Он пристально смотрит на меня.
– Юмор – это не твое. Лучше ничего не говори.
И я больше не говорю. Почти никогда.
Я молчу, искренне веря, что так проявляю к нему уважение, упуская один момент: он ко мне уважения не проявляет никак и никогда. Я молчу, унижаюсь, сжимаюсь в комок под его взглядом, жалко скулю…
Сколько времени я считала, что это такая любовь?
Я стояла рядом со Шварцем, опустив голову. Мне хотелось ударить себя по лицу, но вместо этого я приложила ладонь к переносице.
Я ненавидела себя со всей возможной силой: за то, как искала Снегина во всех безмолвных местах – в музеях, в библиотеках, на набережных, в некрополе, – и за то, как отказывалась это осознавать.
Зачем он мне нужен? Низачем. Я с ним жить не буду никогда, в постель с ним не лягу, даже на порог не пущу. Но почему-то мне важно знать, что он существует.
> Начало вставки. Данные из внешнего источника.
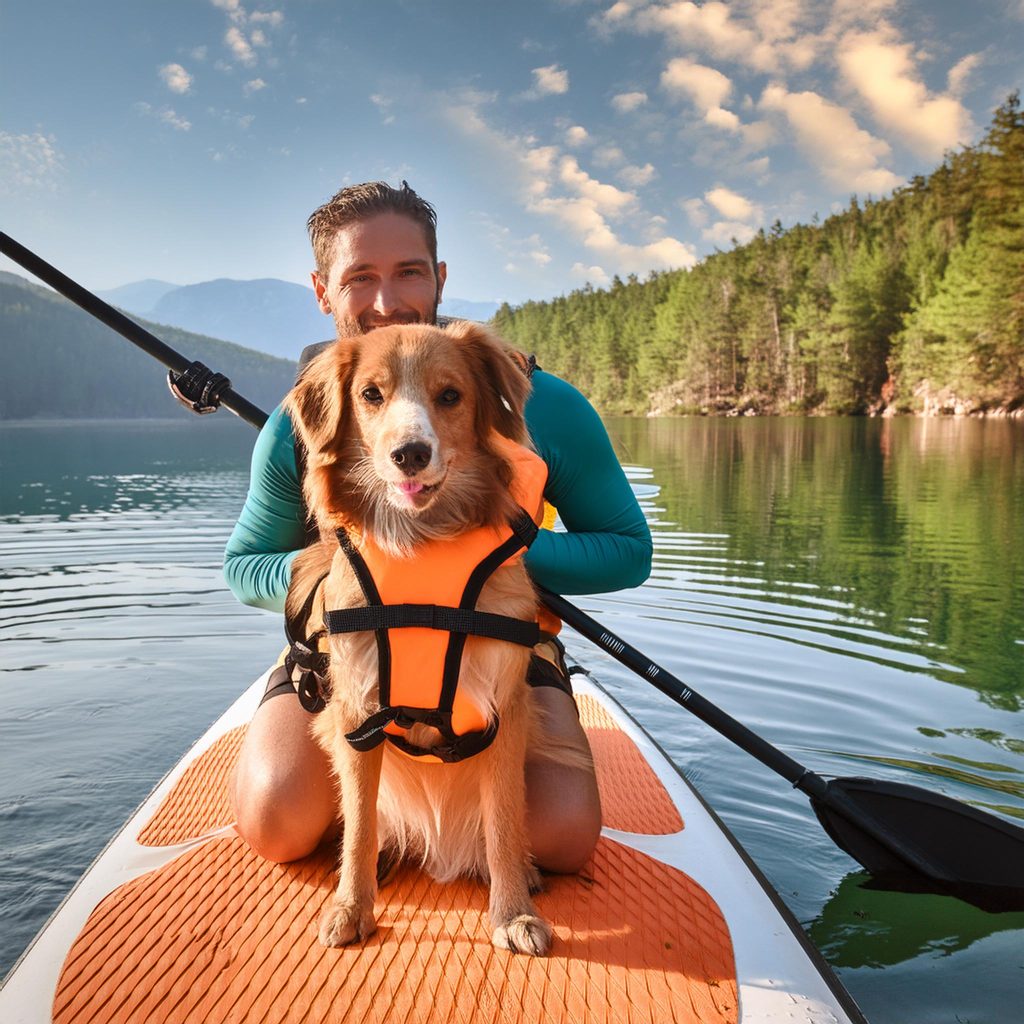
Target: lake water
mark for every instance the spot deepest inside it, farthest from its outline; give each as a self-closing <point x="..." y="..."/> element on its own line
<point x="853" y="590"/>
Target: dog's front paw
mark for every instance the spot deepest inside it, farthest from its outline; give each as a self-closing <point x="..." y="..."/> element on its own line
<point x="346" y="923"/>
<point x="524" y="934"/>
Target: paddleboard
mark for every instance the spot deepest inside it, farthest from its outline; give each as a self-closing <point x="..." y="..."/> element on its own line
<point x="178" y="922"/>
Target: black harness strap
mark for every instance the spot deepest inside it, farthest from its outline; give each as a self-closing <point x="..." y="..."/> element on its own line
<point x="306" y="666"/>
<point x="433" y="616"/>
<point x="459" y="623"/>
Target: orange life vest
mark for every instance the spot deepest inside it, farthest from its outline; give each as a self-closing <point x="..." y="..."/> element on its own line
<point x="422" y="608"/>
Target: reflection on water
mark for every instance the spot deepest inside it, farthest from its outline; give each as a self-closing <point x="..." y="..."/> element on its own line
<point x="851" y="590"/>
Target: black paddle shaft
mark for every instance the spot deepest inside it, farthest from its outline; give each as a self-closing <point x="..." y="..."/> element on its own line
<point x="908" y="836"/>
<point x="889" y="827"/>
<point x="801" y="777"/>
<point x="117" y="321"/>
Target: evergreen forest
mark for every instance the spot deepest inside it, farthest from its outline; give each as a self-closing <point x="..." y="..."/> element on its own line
<point x="909" y="303"/>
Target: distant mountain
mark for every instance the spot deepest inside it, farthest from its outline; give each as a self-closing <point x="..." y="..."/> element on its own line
<point x="270" y="315"/>
<point x="139" y="297"/>
<point x="267" y="314"/>
<point x="62" y="364"/>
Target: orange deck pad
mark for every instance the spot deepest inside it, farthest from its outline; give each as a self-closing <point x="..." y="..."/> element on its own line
<point x="220" y="935"/>
<point x="632" y="796"/>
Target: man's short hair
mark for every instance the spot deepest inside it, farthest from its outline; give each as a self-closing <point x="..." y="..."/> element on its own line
<point x="356" y="203"/>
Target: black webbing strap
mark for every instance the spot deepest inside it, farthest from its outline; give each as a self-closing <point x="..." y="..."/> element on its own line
<point x="433" y="616"/>
<point x="372" y="733"/>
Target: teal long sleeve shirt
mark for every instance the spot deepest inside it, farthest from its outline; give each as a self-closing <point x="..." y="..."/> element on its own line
<point x="606" y="545"/>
Искусствовед, юрист, мошенник, сектант, сумасшедший… Он не привиделся мне, он есть. Мне нужно подтверждение этому.
Шварц хотел мне что-то сказать, но я боялась, что он снова попадет в точку, поэтому сделала шаг в сторону: не время сейчас, я занята.
Он понял. Он прекрасно все понимает, даже не знаю, должно ли так быть…
Я посмотрела на стопку книг. Начала перебирать.
«Сто лет одиночества».
«Воскресение».
На третьей я издала нервный смешок.
Анна Снегина.
Чтоб тебя!
Помню, как все смеялись, когда я выходила замуж:
– Ну, хоть не за Каренина!
Оказалось, вообще ничего смешного…
Пульс перепрыгнул с обычных семидесяти на три тысячи.
Снегин. Подлец. Для меня оставил. Все это…
Я схватила книгу, открыла там, где лежала закладка, прочитала с выражением подчеркнутое:
– Луна хохотала, как клоун.
И в сердце хоть прежнего нет,
По-странному был я полон
Наплывом шестнадцати лет.
Расстались мы с ней на рассвете
С загадкой движений и глаз…
Есть что-то прекрасное в лете,
А с летом прекрасное в нас.
Разозлившись, я швырнула книжку на пол, и тут же мне стало ее жалко, и стыдно перед нею.
Она же не виновата.
Я потянулась за книгой, Шварц потянулся за книгой. Мы подняли ее вместе, положили на стол. Постояли молча, пытаясь хоть что-нибудь понять.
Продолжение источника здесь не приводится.